There are several explanations as to why the MAT evoked a smaller stress response than the TSST and SECPT. First, the socioevaluative component of the TSST and SECPT are thought to contribute to the stress response [10], [36], [37]. Because the socially evaluative component of the MAT involves viewing another individuals' test score relative to one's own score rather than face-to-face contact with the evaluator, the MAT may invoke less socially evaluative pressure. Second, individual differences in arithmetic ability may have left this task susceptible to heterogeneity of responses. Average (± SEM) scores on the control MAT task were 67.36±2.95 compared to 61.22±5.84on the stressful MAT, and the average difference score between the control and stressful task was only 3.22±3.99. Only 11 out of the 24 subjects showed a decrease in score between the control and stressful MAT. Previous research has shown the individual differences in math anxiety influences math performance and cortisol response [38]–[40]. We did not find additional effects when we restricted the analyses to individuals whose scores were lower in the stressful versus control MAT, but this could be due to low sample size in this group.

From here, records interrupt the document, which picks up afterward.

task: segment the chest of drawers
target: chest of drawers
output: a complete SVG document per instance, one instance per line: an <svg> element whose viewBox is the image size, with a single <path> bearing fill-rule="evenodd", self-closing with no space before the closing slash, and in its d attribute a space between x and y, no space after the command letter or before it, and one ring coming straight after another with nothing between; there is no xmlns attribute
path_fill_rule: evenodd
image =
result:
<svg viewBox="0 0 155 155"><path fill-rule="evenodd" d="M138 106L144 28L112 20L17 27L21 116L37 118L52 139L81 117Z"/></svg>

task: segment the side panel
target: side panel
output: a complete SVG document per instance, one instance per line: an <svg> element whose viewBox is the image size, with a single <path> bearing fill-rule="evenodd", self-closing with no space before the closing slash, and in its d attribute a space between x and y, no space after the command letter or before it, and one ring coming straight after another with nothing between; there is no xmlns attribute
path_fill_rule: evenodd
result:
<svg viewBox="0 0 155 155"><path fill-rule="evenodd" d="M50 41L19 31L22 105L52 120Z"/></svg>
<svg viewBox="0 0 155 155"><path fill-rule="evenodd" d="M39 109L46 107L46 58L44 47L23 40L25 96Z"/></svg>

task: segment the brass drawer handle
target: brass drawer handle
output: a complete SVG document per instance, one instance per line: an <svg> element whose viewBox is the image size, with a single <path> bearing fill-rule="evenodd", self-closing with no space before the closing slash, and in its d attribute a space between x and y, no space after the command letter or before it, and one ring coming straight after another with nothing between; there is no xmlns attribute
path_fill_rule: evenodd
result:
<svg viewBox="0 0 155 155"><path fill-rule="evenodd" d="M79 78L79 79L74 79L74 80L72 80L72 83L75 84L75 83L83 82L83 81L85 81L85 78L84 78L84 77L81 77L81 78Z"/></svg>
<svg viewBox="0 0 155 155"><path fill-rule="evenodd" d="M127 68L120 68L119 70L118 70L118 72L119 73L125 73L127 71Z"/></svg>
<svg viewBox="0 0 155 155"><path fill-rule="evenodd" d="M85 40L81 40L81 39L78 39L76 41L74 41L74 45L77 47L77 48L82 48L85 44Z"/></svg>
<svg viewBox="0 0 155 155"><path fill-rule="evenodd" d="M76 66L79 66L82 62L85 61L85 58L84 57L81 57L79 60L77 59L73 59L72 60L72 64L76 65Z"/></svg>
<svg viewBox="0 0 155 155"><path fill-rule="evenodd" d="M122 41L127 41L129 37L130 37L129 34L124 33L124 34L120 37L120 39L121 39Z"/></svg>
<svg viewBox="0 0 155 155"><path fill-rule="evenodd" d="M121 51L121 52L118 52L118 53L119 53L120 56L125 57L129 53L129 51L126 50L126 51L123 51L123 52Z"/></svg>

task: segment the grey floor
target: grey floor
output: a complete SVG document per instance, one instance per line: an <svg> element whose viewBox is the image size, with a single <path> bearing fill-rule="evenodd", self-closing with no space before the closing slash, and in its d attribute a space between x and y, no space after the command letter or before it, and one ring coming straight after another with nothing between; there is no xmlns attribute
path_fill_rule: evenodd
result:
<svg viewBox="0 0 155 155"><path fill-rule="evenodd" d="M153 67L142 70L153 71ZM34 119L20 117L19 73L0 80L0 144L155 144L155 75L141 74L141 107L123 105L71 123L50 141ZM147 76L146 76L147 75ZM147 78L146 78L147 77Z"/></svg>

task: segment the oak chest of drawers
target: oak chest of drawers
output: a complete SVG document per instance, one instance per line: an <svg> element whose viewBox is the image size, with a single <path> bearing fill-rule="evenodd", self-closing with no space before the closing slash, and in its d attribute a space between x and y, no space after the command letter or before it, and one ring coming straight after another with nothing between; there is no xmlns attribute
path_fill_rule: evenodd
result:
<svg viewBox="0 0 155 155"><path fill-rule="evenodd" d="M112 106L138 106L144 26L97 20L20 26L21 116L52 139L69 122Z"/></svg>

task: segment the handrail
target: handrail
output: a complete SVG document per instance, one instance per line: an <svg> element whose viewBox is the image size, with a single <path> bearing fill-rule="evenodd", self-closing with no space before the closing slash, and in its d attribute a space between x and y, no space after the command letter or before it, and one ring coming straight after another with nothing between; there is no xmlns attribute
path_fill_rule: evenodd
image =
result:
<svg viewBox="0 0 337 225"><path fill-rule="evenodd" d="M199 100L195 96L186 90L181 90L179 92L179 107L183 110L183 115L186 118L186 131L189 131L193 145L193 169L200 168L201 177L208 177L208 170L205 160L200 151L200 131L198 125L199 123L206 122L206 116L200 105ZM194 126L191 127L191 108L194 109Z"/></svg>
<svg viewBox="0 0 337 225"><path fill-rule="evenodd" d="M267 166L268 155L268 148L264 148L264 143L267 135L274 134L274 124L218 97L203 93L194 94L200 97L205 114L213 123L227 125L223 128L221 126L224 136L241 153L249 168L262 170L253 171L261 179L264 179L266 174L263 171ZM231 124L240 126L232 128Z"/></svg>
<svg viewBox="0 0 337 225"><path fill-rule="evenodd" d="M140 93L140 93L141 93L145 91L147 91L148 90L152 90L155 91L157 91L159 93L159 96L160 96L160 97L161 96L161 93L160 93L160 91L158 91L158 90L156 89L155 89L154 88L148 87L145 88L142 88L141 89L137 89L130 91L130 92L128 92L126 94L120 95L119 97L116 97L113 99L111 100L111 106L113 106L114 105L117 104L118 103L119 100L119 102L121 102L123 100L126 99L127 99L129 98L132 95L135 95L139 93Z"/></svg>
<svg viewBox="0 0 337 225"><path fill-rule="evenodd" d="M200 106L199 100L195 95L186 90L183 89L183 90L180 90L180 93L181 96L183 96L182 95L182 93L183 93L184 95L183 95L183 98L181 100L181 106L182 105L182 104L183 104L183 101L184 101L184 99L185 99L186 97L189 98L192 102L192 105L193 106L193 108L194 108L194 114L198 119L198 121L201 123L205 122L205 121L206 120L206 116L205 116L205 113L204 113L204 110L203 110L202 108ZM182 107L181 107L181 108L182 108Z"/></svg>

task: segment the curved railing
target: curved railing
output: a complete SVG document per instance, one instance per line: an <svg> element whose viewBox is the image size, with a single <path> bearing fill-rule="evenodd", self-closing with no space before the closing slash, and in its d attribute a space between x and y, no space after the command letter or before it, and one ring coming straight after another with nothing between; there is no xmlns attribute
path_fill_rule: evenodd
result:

The influence of the TSST and SECPT on mood was consistent with previous studies [15], [18], [41]. The TSST increased salivary cortisol levels, a biomarker of HPA activation, and both the TSST and SECPT resulted in higher cortisol levels than the control task 20-minutes post-stress. Participants were asked to keep their arms in the water for 3 minutes, but most withdrew their arms earlier (mean ± SEM = 74.0 ± 21.5 seconds). Although this duration is within the range of studies that used the cold pressor to assess pain tolerance [42], it is shorter than that observed in other studies finding cortisol effects of the SECPT [18], [19], [43] and may account for the null effects. Of course, obtaining institutional review approvals for forced submersion durations might prove difficult or impossible. Future studies using this task should measure pain and perceived stress, to determine whether pain sensation supersedes the stress effects of this task.
Contrary to our hypotheses, we did not find stress effects on salivary alpha-amylase (AA), a biomarker of autonomic nervous system activation. Although AA levels fluctuate throughout the day, with a steep decline within 30 minutes of waking followed by gradual increase throughout the day [44], this is not likely to account for our null findings, as all participants began their test sessions in the afternoon. The majority of previous studies found that experimentally-induced stress increased AA levels [23], [45], but some did not [27].
The literature on stress effects on working memory is mixed. Several neuroimaging studies assessed the influence of stress on working memory-related brain activation. Qin and colleagues (2009) found that stress impaired N-Back working memory performance and reduced working memory-related DLPFC activity. Conversely, Porcelli et al. (2008) found increased activation in the PFC, with no corresponding change in working memory performance [46]. A third study found that stress enhanced working memory performance and increased activity in the PFC and posterior parietal cortex (PPC) [47].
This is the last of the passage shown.